Poświęcenie pomnika Chrystusa Króla w Świebodzinie, 21 listopada 2010 r. / fot. Tomasz Wiech /
Poświęcenie pomnika Chrystusa Króla w Świebodzinie, 21 listopada 2010 r. / fot. Tomasz Wiech /

Ojciec Ludwik Wiśniewski napisał list. Ciągle wierzę, że nie było to... pisanie na Berdyczów. Dominikanin z Lublina daje świadectwo - to słowo, nadużywane przez nowomowę kościelną, w jego przypadku brzmi czysto i pięknie. List, trochę chaotyczny i chropowaty, obudził nas z błogiego snu.
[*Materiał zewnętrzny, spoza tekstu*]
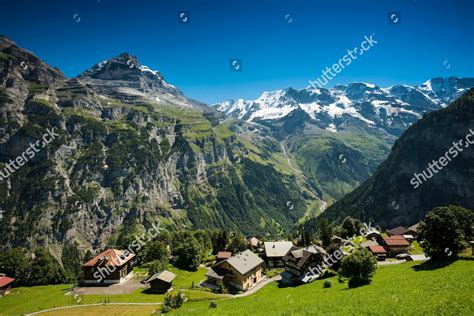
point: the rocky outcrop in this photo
(129, 150)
Podnoszą na duchu słowa ważnych hierarchów, z prymasem Polski na czele, którzy zareagowali pozytywnie na głos o. Ludwika.

Chciałbym nawiązać do fragmentu, w którym jest mowa o ideologizacji wiary, co prostą drogą prowadzi do fundamentalizmu, ksenofobii i mentalności sekty, która potrzebuje guru, wielkiego manipulatora - a może się nim okazać zarówno duchowny, jak i świecki. O. Wiśniewski pisze o aprobowanym, niestety, sekciarstwie w polskim Kościele. Głównym wrogiem - bo wróg w takiej wizji musi istnieć - stał się mityczny "liberał", właściwie gorszy niż komunista. To, że istnieje liberalizm chrześcijański (Michael Novak, Mirosław Dzielski), nikomu nie przychodzi nawet do głowy. Liberał równa się wróg, i koniec!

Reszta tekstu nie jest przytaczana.